Wells Bayou won a first-level allowance race at Oaklawn and finished second there to Silver Prospector in the Southwest Stakes before shipping to New Orleans. Wells Bayou, by Lookin At Lucky, has shown himself to be productive strong-galloping type performer, with good speed and the ability to sustain his pace over a route of grounds. Saturday’s win, under Florent Geroux, came at 1 3/16 miles.”
“Florent did a good job of establishing position early,” Cox said. “I felt like he had a lot of horse left at the quarter pole.”
While Wells Bayou did all his work on the lead, Bonny South and Geroux were last turning for home before swooping past five rivals to win the Fair Grounds Oaks. Bonny South, who got a career-best 85 Beyer, won her first stakes and has won both her starts since Cox began racing her in blinkers. Juddmonte Farms bred and owns Bonny South, a daughter of Munnings, and Bonny South, up until their respective debuts last fall at Churchill Downs, was the regular workmate of the fabulously talented 3-year-old filly Taraz. Taraz, another Juddmonte homebred, won her first three starts before breaking down in a February workout, sustaining injuries too severe for her to be saved.
“They worked together just about every day up until their first race, and they debuted on the same day,” Cox said.
Cox said he’d talk with Bonny South’s connections before making any final decision, but his barn already has two horses, British Idiom and Shedaresthedevil, pointed to the Fantasy Stakes at Oaklawn.

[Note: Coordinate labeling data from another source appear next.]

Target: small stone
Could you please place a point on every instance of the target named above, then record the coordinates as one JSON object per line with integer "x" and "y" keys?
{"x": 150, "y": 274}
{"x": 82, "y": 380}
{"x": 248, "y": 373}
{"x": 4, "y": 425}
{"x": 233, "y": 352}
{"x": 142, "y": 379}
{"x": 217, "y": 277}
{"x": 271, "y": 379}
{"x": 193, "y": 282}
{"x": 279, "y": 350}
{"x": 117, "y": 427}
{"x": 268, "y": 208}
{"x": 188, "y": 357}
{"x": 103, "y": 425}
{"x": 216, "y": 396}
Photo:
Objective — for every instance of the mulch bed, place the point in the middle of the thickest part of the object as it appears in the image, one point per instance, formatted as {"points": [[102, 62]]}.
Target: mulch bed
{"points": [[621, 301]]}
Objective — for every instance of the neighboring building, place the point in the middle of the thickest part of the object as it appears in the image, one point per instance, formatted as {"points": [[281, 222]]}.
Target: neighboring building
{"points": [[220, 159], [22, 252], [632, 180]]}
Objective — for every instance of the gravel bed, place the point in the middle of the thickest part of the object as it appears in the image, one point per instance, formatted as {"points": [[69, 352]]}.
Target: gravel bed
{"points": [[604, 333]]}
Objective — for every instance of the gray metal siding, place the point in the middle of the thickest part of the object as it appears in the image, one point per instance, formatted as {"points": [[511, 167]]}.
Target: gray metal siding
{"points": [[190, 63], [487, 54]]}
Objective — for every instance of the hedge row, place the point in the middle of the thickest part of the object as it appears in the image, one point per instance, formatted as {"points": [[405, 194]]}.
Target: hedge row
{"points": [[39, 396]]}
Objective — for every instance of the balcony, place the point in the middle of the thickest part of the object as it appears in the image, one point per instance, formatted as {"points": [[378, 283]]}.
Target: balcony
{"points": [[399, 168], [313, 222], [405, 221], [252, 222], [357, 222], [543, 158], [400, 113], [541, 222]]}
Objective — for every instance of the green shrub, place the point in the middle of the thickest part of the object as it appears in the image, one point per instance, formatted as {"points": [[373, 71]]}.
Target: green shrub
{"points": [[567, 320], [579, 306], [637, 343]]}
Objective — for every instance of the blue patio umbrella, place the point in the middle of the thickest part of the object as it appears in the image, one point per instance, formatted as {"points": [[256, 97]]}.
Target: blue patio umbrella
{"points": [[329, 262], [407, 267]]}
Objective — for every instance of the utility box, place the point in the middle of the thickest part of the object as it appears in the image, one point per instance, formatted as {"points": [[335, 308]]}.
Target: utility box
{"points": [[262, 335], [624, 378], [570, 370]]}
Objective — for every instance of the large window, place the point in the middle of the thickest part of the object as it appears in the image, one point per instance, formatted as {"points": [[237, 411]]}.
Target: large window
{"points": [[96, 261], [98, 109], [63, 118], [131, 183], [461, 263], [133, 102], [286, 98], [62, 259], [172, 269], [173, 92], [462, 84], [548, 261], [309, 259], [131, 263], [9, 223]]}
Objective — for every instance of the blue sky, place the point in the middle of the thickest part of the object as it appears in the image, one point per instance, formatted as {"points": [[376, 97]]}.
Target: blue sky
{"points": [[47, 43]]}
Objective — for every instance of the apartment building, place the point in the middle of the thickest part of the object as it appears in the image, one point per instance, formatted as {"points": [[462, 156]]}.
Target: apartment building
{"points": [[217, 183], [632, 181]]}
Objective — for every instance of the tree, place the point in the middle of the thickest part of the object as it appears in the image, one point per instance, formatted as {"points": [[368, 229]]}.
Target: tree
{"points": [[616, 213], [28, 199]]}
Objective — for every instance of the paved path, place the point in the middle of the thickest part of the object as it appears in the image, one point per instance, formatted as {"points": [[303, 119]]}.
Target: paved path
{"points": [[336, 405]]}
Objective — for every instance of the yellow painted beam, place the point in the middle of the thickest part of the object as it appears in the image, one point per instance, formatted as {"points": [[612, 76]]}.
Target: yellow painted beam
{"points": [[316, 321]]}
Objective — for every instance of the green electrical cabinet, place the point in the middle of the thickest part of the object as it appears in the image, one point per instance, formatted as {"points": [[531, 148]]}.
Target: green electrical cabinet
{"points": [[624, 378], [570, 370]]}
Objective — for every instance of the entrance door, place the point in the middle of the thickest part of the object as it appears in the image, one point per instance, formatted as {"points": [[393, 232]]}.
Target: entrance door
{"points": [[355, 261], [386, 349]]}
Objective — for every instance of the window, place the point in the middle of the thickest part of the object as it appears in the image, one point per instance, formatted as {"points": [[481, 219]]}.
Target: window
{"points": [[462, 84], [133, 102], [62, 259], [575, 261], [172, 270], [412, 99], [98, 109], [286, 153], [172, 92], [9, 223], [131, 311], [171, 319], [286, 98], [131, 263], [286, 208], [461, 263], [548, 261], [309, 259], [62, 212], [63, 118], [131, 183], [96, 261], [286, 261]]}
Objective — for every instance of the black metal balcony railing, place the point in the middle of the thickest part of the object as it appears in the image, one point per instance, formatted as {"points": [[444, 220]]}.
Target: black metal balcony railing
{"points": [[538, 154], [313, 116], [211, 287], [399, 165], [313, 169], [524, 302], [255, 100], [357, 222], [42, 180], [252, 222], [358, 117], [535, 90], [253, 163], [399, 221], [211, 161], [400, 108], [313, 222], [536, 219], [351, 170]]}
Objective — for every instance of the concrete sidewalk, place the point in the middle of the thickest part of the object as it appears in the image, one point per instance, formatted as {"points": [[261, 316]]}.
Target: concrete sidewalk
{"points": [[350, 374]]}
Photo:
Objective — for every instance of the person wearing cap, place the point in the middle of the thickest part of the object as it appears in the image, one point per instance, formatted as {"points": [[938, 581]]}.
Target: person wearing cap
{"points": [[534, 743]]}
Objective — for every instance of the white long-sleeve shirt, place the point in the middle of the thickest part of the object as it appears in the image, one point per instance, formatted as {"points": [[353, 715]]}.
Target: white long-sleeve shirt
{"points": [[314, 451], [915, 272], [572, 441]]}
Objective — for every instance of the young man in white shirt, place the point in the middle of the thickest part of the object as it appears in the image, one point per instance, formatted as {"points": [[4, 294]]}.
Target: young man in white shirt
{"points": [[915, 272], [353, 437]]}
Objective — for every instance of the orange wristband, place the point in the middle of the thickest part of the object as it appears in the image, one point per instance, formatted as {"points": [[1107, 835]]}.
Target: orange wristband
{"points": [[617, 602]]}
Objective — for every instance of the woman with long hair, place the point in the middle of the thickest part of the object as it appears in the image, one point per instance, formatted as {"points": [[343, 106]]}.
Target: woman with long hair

Factor This has turned into a tiger this season on the Fair Grounds grass course, following up on a front-running win in the Fair Grounds Stakes on Feb. 15 with another dominant display of speed in the Muniz, where he led from start to finish under Shaun Bridgmohan, winning by three lengths and posting a career-best 104 Beyer. With all the current disruption in North American racing, Cox said he had no idea when and where Factor This might start again.
Cox didn’t have a runner in the fourth graded stakes on the Saturday card, the New Orleans Classic, which was impressively won by By My Standards, who posted a comfortable three-length victory and got a 98 Beyer. By My Standards won the Louisiana Derby in 2019 but after a 12th-place Kentucky Derby finish missed the rest of last season as an injured hoof was given plenty of time to heal and grow out. By My Standards returned to racing with an easy February allowance-race win at Fair Grounds for Chester Thomas’s Allied Racing Stable and trainer Bret Calhoun and stepped forward nicely Saturday.
“It was a pretty impressive race, but it looked like he did it well within himself, and that’s how he looked physically this morning,” Calhoun said Sunday.
By My Standards is a likely runner May 2 at Oaklawn Park in the $600,000 Oaklawn Handicap.
“One of my biggest goals this year is to win a Grade 1, and I have to see what leads me to that, but the [Oaklawn Handicap] looks good timing-wise,” said Calhoun.